Anello was celebrating the groundbreaking for the second phase of Project Worthmore’s presence at the site, a substantial redevelopment that will add several new services to the site.

Even as Aurora reels from rancorous national attention focused on immigrant asylum seekers and crime, the city is still growing its capacity to help newcomers settle in. The new space will be called “The Roots.” 

A rendering of renovations on Project Worthmore's Aurora headquarters.
Source: Project Worthmore

Aurora was a hub for resettling immigrants long before the national spotlight.

Project Worthmore’s renovation is a multimillion dollar project, which Anello said was funded through donations and grants from the Colorado Health Foundation, the Gates Family Foundation, U.S. Congress and the city of Aurora.

The first phase put a dental clinic and preschool on the block. This new phase will add space for a larger food pantry and medical, mental health and legal services.

Ashley Johnson, Project Worthmore’s director of development, said it makes sense to double down their efforts in this part of the city, even as Republican politicians have targeted Aurora over immigration.

“The work here, especially for the East Colfax corridor, is essential. This is a huge hub for newcomers,” she told us. “Aurora is such a diverse city and we're so proud of that. And without organizations like Project Worthmore and others in the area, there would be no access to healthcare, no access to dental care, no access to food, access to English classes.”

More new immigrants arrive here each year, and not just from communities that have made the news. As the nation fixated on Venezuelan arrivals through the last few years, a parallel migration of people from Mauritania, in West Africa, also came across the nation’s southern border and onto Aurora’s doorstep.

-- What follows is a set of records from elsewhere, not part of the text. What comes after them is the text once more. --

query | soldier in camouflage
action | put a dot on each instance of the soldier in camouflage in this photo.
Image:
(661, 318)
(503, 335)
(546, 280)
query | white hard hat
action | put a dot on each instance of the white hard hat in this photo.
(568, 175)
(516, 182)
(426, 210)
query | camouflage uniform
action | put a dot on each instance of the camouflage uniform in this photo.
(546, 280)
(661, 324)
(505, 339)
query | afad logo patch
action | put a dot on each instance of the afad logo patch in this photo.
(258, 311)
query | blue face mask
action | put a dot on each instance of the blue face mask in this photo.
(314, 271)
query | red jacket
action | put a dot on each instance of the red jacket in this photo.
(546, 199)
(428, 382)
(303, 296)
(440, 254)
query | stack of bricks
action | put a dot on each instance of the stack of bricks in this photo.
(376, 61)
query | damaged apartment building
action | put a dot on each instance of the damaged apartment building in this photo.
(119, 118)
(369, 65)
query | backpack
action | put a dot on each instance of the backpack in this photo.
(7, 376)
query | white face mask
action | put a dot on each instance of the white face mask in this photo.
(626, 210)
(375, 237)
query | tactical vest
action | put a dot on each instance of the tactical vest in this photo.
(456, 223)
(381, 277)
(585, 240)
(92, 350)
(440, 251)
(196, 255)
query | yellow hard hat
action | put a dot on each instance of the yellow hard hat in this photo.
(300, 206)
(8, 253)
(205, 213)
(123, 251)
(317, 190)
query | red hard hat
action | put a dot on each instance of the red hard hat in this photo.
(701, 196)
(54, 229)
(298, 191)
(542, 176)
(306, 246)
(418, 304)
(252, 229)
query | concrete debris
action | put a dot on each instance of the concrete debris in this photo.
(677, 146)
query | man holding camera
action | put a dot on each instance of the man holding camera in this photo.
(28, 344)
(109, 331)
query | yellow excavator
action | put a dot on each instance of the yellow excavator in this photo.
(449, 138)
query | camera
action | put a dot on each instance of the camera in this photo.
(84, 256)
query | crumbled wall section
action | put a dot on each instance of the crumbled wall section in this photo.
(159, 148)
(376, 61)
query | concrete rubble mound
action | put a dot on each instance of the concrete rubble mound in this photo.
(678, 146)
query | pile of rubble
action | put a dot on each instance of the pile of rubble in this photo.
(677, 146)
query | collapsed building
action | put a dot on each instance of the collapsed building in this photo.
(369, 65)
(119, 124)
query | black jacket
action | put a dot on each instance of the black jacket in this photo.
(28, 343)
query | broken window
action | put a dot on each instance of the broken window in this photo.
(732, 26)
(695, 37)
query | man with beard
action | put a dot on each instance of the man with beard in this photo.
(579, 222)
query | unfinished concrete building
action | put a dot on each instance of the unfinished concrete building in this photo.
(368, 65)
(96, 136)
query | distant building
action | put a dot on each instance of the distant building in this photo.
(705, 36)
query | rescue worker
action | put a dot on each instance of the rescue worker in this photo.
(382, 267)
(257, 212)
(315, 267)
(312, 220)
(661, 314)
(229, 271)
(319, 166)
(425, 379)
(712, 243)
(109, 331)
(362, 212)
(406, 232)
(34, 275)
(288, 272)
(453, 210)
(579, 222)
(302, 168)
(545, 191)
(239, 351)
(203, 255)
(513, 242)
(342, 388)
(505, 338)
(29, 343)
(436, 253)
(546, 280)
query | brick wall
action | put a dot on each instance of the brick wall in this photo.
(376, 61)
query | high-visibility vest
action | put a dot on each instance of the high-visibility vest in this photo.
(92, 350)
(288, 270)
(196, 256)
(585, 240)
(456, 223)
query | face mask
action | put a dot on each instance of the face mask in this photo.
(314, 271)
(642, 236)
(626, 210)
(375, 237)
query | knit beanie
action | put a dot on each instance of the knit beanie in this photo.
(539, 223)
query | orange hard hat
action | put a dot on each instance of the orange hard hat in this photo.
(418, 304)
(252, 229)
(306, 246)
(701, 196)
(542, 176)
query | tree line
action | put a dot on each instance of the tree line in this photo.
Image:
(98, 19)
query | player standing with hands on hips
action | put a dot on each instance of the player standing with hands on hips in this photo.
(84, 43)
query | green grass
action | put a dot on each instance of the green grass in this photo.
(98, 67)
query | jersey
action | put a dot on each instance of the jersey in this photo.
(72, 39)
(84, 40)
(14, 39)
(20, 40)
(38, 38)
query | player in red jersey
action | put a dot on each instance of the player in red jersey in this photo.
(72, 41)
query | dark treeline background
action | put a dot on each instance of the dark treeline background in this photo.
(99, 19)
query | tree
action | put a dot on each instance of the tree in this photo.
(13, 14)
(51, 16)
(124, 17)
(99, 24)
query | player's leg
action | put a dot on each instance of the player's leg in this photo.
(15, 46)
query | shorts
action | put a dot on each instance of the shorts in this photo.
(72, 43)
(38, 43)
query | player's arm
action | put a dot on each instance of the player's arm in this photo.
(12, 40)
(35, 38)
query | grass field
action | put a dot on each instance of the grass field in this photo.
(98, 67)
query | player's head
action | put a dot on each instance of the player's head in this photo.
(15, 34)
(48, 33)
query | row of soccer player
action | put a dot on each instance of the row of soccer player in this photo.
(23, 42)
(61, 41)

“That was a big pivotal moment for Project Worthmore, to really recognize that we're unable to predict what happens and we need to have the building and the community space to welcome people in, no matter what, and not have to turn anybody away,” Johnson said.

Project Worthmore staffers and supporters celebrate a groundbreaking for the second and final phase of a major renovation project at their Aurora headquarters. Oct. 16, 2024.
Kevin J. Beaty/Denverite

This stretch of East Colfax has been sucked into the national election cycle recently. 

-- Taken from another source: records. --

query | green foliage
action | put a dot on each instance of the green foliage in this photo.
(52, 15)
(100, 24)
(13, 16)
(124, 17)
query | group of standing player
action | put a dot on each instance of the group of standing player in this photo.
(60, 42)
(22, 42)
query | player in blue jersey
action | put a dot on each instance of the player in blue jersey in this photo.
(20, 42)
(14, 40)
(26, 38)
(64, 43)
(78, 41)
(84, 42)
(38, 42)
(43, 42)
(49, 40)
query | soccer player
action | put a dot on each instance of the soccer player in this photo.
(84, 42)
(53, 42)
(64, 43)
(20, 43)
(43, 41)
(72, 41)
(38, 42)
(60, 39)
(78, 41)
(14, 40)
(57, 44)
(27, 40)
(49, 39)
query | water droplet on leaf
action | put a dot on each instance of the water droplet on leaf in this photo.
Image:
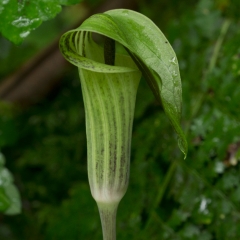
(173, 60)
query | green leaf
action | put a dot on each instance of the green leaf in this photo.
(19, 18)
(10, 202)
(149, 49)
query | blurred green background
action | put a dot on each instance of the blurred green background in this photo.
(43, 138)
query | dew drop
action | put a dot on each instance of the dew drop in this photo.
(24, 34)
(173, 60)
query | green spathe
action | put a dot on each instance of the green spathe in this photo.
(109, 92)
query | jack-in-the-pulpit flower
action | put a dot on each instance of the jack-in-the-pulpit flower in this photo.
(109, 76)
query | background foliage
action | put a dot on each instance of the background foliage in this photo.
(168, 197)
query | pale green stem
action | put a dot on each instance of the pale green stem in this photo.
(108, 214)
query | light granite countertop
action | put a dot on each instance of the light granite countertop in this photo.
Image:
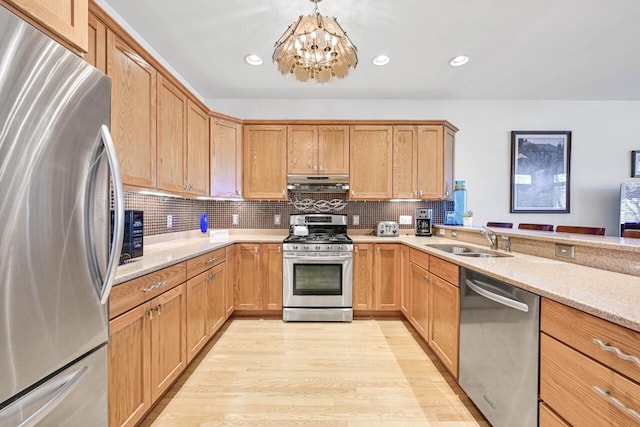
(609, 295)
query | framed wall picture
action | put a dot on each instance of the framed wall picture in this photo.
(635, 164)
(540, 171)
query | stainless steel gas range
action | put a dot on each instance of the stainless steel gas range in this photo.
(317, 282)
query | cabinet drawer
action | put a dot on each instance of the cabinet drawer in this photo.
(204, 262)
(588, 334)
(583, 391)
(134, 292)
(444, 269)
(548, 418)
(419, 258)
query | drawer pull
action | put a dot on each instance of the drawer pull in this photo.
(154, 287)
(616, 402)
(617, 351)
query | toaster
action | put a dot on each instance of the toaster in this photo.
(387, 229)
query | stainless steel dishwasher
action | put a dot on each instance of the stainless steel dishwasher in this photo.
(499, 345)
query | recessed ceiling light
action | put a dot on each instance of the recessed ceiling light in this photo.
(253, 59)
(459, 60)
(381, 60)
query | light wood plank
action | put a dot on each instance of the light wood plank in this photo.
(270, 373)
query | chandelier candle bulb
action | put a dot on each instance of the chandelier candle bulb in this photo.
(315, 47)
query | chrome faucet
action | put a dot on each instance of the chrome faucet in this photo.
(491, 236)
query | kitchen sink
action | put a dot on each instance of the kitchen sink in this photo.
(468, 251)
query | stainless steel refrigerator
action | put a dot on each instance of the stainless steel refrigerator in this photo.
(56, 266)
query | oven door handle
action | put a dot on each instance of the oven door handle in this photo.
(314, 256)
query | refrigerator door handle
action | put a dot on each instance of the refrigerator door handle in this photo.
(118, 221)
(58, 393)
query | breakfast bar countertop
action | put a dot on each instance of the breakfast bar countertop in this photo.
(606, 294)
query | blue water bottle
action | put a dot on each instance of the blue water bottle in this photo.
(204, 223)
(459, 201)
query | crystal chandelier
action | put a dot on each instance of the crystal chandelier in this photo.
(315, 47)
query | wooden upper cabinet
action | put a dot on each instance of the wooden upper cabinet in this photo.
(66, 19)
(133, 112)
(197, 150)
(264, 162)
(97, 44)
(318, 149)
(226, 158)
(371, 154)
(405, 165)
(435, 160)
(172, 137)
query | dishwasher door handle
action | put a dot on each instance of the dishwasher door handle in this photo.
(476, 286)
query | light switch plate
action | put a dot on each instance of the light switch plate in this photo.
(565, 251)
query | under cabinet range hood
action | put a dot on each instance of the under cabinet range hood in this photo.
(320, 183)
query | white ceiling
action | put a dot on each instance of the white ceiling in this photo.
(519, 49)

Project Worthmore’s headquarters sits between two of the apartment complexes that made international news amid allegations of “takeovers” by a Venezuelan gang.

The buildings have since been put into receivership, with a third party taking control after the property owners failedto make payments on loans. Mayor Mike Coffman has tried to tamp down the rhetoric directed at his city. Meanwhile, former President Donald Trump has promised a massive deportation if he’s reelected, and said he’d call the project “Operation Aurora.”

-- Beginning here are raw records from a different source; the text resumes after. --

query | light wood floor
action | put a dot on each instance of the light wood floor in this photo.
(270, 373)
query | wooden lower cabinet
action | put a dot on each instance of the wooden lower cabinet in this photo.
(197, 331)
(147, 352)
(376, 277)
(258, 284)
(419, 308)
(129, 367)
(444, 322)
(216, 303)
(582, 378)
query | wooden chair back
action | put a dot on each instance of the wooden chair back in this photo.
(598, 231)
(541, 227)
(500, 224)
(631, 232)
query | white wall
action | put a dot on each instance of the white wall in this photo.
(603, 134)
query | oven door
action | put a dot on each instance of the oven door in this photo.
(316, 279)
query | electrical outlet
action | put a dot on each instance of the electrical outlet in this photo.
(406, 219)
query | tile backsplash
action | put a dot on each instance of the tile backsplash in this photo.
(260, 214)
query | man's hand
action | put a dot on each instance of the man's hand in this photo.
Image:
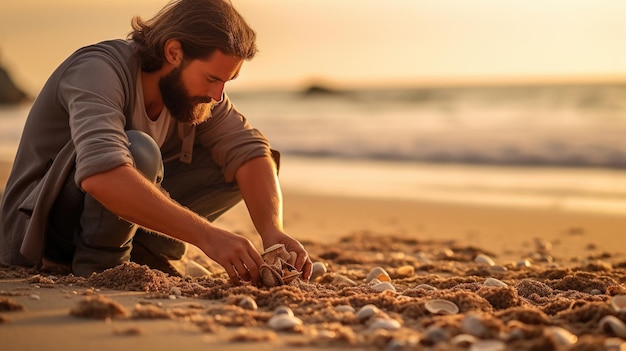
(299, 255)
(235, 253)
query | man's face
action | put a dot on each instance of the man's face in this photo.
(190, 90)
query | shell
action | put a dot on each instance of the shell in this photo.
(344, 308)
(484, 259)
(495, 282)
(426, 287)
(405, 271)
(618, 302)
(342, 281)
(270, 276)
(440, 306)
(283, 310)
(560, 336)
(248, 303)
(474, 325)
(366, 312)
(283, 322)
(488, 345)
(464, 340)
(384, 286)
(614, 325)
(378, 273)
(385, 323)
(318, 269)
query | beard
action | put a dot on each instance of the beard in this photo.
(187, 109)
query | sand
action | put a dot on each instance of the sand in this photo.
(522, 279)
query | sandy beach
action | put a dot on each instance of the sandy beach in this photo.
(510, 278)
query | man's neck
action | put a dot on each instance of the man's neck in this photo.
(151, 94)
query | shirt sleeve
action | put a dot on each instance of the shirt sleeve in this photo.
(231, 139)
(93, 93)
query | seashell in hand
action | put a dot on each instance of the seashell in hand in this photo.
(378, 273)
(440, 306)
(276, 270)
(618, 302)
(318, 269)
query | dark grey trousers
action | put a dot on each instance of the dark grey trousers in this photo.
(92, 238)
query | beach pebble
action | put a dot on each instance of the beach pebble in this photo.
(474, 325)
(196, 270)
(283, 310)
(384, 286)
(495, 282)
(342, 281)
(436, 334)
(378, 273)
(405, 271)
(464, 340)
(426, 287)
(283, 322)
(366, 312)
(484, 259)
(488, 345)
(618, 302)
(561, 337)
(440, 306)
(344, 308)
(248, 303)
(385, 323)
(318, 269)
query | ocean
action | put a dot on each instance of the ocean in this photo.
(551, 146)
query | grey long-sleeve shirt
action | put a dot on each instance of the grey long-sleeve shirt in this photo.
(79, 119)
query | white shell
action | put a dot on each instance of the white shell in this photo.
(383, 286)
(618, 302)
(406, 271)
(440, 306)
(196, 270)
(425, 287)
(495, 282)
(344, 308)
(613, 324)
(385, 323)
(283, 321)
(463, 340)
(488, 345)
(378, 273)
(481, 258)
(473, 325)
(366, 312)
(248, 303)
(343, 281)
(283, 310)
(560, 336)
(318, 269)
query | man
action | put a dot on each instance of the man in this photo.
(132, 138)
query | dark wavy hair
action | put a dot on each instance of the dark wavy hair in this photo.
(201, 26)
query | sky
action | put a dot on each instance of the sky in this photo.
(355, 42)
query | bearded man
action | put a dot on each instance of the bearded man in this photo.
(132, 149)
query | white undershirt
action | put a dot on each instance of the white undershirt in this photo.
(140, 121)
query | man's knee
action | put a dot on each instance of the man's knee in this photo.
(146, 154)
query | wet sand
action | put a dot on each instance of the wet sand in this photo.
(522, 279)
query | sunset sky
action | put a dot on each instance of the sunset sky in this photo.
(354, 42)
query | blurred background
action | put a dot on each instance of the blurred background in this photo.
(483, 101)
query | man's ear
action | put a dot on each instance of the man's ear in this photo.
(173, 52)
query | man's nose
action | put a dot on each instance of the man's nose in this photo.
(217, 92)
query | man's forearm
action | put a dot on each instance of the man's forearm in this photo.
(260, 189)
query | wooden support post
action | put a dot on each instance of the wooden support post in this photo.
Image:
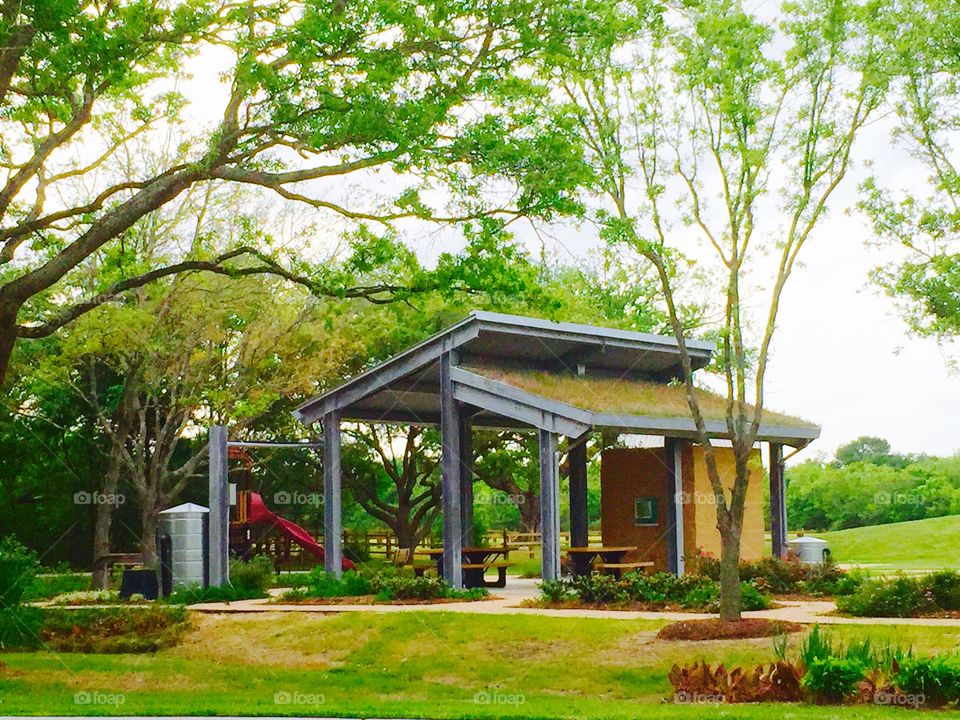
(579, 520)
(450, 476)
(676, 500)
(466, 480)
(549, 506)
(332, 514)
(218, 545)
(778, 504)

Johnson worriesthat this talk of crime and fear will impact the communities she works with.

“They are all lumped into the same group and very much othered,” she said.

Anello agreed.

“When you've got someone talking about ‘Operation Aurora,’ the fear of people living in this community is heightened at a huge level,” he told us.

A rendering of renovations on Project Worthmore's Aurora headquarters.
Source: Project Worthmore

But as often as immigration is on the lips of this country’s politicians, Anello said his organization, and their growing footprint, exists to fill gaps that he thinks lawmakers may never actually address.

“The immigration system is extremely broken. It has been broken for a number of years. It's not going to get better. It's the system we have, and we just have to learn to work within it,” he said.

While Anello is excited that this renovation will be a significant expansion for Project Worthmore can do, he knows their work will only ever be a very small balm for a very large issue.

“We would be another drop in the bucket for people to come here,” he added. “All we can do is put the best foot forward at providing services, and really changing the image at a national level of what is being portrayed about the city of Aurora.”